Bankinter, the tech-savvy small Spanish bank, last year started using a system to analyse complex loan portfolios on computers run by Amazon, an online retailer. Cloud computing enables it to hire massive number-crunching capacity whenever it needs it. These two factors are making it easier for smaller banks the world over to keep their credit-card businesses to themselves and lean against the powerful forces for more and more consolidation in banking.

Panning for gold

As the ability to process large amounts of data becomes ubiquitous, banks are discovering that it is good for far more than fighting fraud. These data also contain hidden nuggets of gold.

One way of using them is to try to sell customers more products. Santander sends out weekly lists to its branches of customers who it thinks may be interested in particular offers from the bank, such as home insurance. Some of the products banks are offering are not even financial. In Singapore Citigroup keeps an eye on customers' card transactions for opportunities to offer them discounts in stores and restaurants. Citi has more than 250 people in Asia working on data analysis. Last year it opened a new “innovation lab” in Singapore that brings together those data analysts with big institutional customers and a large analytics centre in Bangalore.

If a customer who has signed up for this service swipes a credit card, the system can look at the time of day, the location and the customer's previous shopping or eating habits. If it finds that he enjoys Italian food, it is almost lunchtime and there is a nearby trattoria, it can send a text message offering a discount at the restaurant. That may give the bank a second transaction and a cut of the extra spending. What makes the system even creepier is its ability to find out what proportion of customers take up such offers, so it can continuously learn to improve them.
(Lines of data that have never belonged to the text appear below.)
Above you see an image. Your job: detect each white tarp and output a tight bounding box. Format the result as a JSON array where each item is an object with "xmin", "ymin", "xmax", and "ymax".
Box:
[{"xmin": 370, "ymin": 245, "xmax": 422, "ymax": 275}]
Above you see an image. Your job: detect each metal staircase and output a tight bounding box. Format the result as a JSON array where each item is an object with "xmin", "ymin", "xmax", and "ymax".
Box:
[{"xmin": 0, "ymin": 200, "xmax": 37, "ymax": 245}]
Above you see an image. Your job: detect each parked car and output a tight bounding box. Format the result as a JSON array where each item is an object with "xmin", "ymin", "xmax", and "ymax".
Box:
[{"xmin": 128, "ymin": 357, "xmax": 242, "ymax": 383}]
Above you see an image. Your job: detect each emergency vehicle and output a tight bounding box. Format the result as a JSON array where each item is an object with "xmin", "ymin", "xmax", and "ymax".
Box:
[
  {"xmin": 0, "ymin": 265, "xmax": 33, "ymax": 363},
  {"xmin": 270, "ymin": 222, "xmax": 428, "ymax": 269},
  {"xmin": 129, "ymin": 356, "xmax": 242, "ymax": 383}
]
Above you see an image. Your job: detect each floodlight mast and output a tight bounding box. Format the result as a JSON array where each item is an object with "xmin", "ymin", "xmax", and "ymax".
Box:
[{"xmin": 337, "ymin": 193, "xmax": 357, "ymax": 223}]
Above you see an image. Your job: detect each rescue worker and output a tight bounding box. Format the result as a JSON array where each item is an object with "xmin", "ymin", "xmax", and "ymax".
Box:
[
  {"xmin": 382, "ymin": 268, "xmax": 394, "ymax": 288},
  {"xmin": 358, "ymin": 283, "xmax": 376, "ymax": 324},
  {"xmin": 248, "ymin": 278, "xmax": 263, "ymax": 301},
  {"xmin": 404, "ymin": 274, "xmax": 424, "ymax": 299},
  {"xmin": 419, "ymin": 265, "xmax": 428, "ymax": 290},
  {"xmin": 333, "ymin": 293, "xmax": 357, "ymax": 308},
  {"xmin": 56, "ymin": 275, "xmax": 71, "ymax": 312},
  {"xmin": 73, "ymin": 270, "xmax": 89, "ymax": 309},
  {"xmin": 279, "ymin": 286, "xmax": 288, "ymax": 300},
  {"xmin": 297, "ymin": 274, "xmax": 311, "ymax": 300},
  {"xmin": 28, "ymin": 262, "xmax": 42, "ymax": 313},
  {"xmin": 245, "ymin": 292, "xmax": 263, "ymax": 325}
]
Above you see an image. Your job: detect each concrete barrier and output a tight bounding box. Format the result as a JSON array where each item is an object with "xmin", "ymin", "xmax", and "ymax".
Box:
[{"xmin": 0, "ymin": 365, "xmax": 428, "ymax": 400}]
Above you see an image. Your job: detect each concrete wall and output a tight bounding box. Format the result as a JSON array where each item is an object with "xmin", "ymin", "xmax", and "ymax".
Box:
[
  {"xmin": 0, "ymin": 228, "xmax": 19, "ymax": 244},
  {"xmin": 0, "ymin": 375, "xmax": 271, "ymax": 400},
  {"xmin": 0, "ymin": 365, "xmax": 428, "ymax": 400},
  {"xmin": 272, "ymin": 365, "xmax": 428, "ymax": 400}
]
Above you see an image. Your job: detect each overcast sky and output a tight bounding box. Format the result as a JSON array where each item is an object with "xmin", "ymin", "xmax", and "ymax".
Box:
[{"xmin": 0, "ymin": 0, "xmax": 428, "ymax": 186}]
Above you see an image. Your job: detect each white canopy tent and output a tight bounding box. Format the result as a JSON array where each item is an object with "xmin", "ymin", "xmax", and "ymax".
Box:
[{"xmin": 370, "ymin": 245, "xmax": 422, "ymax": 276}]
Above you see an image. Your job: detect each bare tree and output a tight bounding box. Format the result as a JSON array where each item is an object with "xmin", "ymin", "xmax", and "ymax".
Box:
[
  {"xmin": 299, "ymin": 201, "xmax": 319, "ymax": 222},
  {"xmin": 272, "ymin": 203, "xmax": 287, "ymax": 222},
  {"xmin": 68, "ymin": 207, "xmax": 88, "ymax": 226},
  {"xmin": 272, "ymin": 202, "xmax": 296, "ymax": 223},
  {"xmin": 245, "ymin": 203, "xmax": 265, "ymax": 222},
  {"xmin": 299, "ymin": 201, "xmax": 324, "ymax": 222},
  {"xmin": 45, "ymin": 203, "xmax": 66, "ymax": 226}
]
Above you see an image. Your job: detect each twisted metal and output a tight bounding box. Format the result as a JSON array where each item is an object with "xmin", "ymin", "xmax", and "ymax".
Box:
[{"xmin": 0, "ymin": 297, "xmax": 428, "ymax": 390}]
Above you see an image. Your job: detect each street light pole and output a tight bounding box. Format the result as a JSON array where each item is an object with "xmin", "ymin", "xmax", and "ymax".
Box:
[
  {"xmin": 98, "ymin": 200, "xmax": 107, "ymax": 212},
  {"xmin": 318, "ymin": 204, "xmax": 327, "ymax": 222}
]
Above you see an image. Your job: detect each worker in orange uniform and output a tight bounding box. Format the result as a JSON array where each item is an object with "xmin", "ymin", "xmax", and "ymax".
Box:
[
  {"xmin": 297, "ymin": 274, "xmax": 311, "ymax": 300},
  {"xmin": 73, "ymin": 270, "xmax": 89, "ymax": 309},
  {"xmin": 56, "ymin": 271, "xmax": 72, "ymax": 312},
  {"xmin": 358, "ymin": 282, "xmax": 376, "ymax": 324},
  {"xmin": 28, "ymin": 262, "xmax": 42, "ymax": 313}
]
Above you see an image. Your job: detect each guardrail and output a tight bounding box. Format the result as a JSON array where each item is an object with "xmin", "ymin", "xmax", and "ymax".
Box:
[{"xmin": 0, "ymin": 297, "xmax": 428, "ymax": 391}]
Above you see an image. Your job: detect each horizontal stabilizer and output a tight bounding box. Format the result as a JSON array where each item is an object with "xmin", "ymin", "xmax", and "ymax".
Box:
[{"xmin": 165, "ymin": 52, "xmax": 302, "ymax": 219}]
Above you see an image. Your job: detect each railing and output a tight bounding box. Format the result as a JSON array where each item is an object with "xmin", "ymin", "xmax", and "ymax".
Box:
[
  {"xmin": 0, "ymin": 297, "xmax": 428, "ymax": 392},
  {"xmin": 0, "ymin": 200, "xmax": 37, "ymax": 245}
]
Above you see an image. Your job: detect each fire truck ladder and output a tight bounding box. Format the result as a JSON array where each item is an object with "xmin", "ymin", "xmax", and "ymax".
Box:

The model for this is Amazon's online store, which recommends items that a customer might like based not only on what he has bought previously but also on what similar customers have bought.

McKinsey reckons that some banks have been able to double the share of customers that accept offers of loans and reduce loan losses by a quarter, simply by using data they already have. Card networks and other retailers are also getting in on this business. In America Visa has teamed up with Gap, a clothes retailer, to send discount offers to cardholders who swipe their cards near Gap's stores. Yet in peering so obviously into people's spending habits, banks run a risk of spooking their customers and running foul of privacy advocates. Target, an American retailer, received unwelcome attention earlier this year when it reportedly discovered from a teenage girl's shopping patterns that she was pregnant —and mailed her baby-related coupons—before she had told her father.

A less controversial way of using the data banks hold is to draw on them to offer something genuinely useful to their customers. Britain's Lloyds Banking Group is thinking of tweaking its systems to tell customers not just how much money is in their accounts when they ask for a balance, but also how much they will have available once all their usual bills are paid. “We have deep and rich information about customers that we can use to give them better insights, rather than just providing us with better insight to improve our risk management,” says Alison Brittain, head of consumer banking at Lloyds.

Yet even as big data are helping banks, they are also throwing up new competitors from outside the industry. One such firm is ZestCash, which provides loans to people with bad or no credit histories. It was started by Douglas Merrill, a former chief information officer and head of engineering at Google. The big difference between ZestCash and most banks is the sheer quantity of data that the firm crunches. Whereas most American banks rely on FICO credit scores, thought to be based on 15-20 variables, such as the proportion of credit that is used and whether payments have been missed, ZestCash looks at thousands of indicators. If a customer calls to say he will miss a payment, most banks would see this as a signal that he is a high risk. But ZestCash has found that such customers are in fact more likely to repay in full. Another useful signal is the length of time customers spend on ZestCash's website before applying for a loan. “Every bit of data is noise, but when you add enough of them together in a clever enough way you can make sense of the garbage,” Mr Merrill said at a recent conference.

ZestCash's customers are not typical bank customers because of their poor credit histories. Most would normally use payday lenders. Mr Merrill says his firm's interest rates are about a third of those charged by many payday lenders (although still an eye-popping 300% or so), and that it is achieving defaults of well under half the payday industry's average of 40%.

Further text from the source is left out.